Demek ki neymiş; insanlar her zaman bir çift ayakkabıya sahip olup tekini kaybetmezler bazen de çiftlerden birini bulup giyerlermiş. Sanki herkesin bir çift ayakkabısı olması lazımmış gibi. Neden böyle düşündüğümü sorgulayıp, utandım.
Bazen gördüklerimizi rasyonel şablonlarımıza uydurmak için ne kadar da saçmalıyoruz.
Ben böyle düşünürken o lafın ardını getirdi:
Geçenlerde biri beni böyle gördü, hadi sana üst baş bir şeyler alalım, dedi.
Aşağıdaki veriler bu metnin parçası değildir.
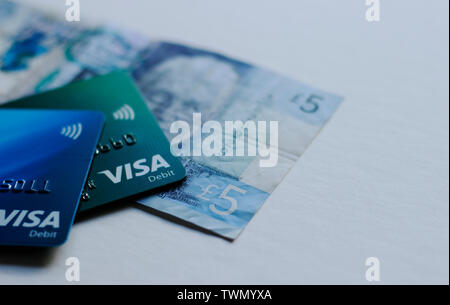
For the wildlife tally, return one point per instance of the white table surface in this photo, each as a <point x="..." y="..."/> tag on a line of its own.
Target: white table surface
<point x="375" y="182"/>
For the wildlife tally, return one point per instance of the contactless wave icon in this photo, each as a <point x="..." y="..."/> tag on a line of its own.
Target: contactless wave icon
<point x="124" y="113"/>
<point x="72" y="131"/>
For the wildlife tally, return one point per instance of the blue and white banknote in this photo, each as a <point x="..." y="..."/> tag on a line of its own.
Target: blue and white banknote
<point x="220" y="194"/>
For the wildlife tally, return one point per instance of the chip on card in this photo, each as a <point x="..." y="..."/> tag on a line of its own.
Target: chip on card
<point x="45" y="158"/>
<point x="133" y="155"/>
Ama sen de bana dua et.
İstemem dedim, duayı parayla takas etmek de ne?!. Ben dua satmıyorum. Sen kendini benden iyi tanırsın, kendi kendine dua et, dedim, savdım.
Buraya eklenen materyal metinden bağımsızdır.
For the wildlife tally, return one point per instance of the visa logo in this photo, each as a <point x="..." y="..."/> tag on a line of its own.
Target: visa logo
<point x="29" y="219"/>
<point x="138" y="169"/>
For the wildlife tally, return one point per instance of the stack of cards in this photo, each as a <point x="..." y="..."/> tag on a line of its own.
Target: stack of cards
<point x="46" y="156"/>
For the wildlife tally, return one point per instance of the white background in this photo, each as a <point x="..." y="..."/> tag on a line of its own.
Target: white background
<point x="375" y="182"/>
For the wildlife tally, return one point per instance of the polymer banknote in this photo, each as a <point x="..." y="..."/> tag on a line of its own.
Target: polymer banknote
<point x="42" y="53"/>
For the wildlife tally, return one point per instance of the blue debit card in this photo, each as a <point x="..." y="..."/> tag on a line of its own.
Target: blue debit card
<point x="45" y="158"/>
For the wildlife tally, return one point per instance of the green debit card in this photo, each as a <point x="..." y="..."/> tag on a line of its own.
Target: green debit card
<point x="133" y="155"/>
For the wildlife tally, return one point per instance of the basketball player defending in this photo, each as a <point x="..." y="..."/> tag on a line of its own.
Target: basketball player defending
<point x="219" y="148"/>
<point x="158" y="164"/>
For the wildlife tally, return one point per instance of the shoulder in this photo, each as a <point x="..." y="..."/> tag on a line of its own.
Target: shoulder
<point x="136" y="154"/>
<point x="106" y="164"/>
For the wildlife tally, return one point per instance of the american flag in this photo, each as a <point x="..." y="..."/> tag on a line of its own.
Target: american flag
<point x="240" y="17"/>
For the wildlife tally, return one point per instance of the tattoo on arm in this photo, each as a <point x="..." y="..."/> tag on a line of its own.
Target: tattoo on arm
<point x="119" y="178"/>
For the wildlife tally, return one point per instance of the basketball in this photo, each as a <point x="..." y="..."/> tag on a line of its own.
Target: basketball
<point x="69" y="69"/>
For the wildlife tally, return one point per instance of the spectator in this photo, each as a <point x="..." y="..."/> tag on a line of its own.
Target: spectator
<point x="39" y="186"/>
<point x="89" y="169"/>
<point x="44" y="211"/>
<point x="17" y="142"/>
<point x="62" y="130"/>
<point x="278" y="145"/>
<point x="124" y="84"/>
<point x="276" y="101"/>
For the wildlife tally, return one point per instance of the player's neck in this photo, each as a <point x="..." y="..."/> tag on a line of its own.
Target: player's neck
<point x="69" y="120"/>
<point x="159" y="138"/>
Para vermeye çalışıyorlar. Ben kabul etmeyince de sen ne biçim evsizsin diyorlar. Bu gün karnım toksa artık yarın için bu günden yardım kabul etmem ben. Yabancılar öyle değil pek. Bir şey istemiyorlar yardımları karşılığında. Dua et falan. Ne o öyle... Bana yardım edip kendini iyi hissettiği için insanlara borçlanmam mı gerekiyor. Hem bakalım kim kime yardım ediyor? İçimden gelirse ben zaten ederim onların söylemesine gerek yok.
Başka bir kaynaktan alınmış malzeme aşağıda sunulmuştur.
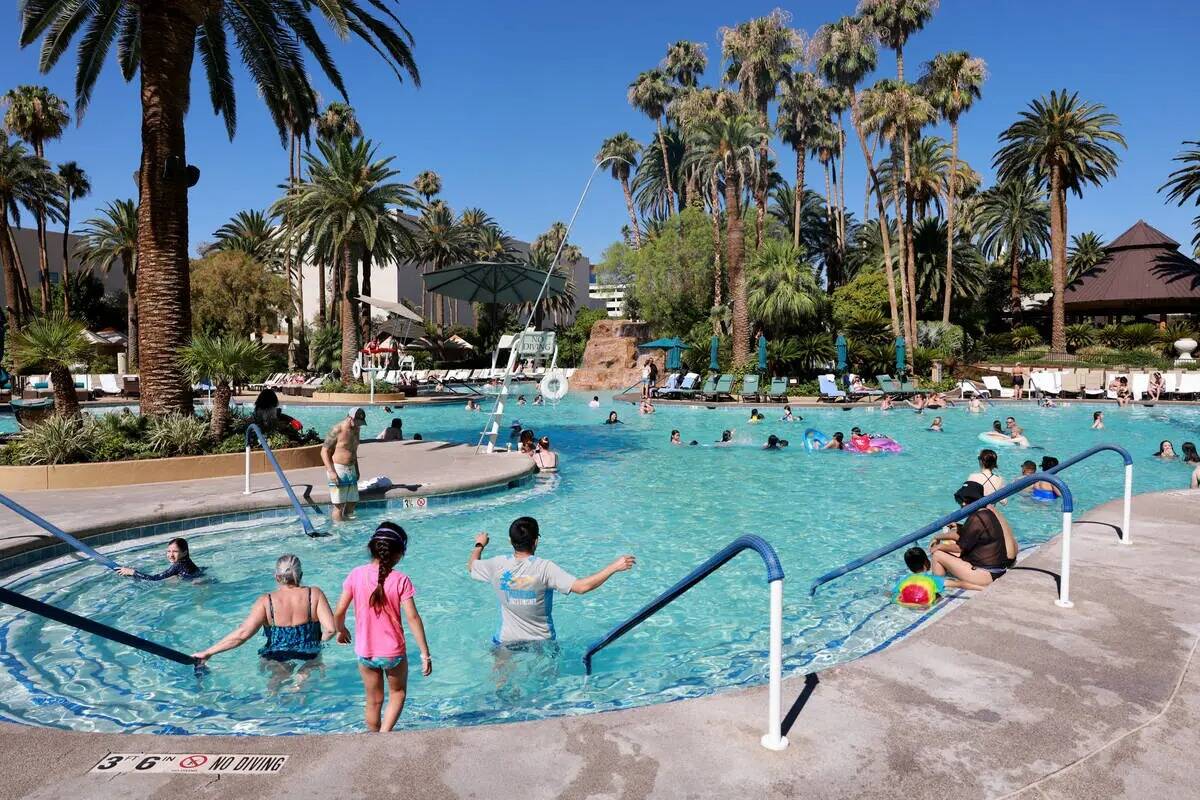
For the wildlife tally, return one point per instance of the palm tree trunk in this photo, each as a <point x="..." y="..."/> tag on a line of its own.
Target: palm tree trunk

Allah için bana mı rüşvet veriyorlar. Bana mı şart koşuyorlar, Allah’a mı? Bir de zaten aldım kabul ettim de, diyenler yok mu? Hatırladıkça asabım bozuluyor. Aç kalırım daha iyi. Almıyorum da, kabul de etmiyorum. Bir insana ancak bu kadar hoyrat yaklaşılabilir.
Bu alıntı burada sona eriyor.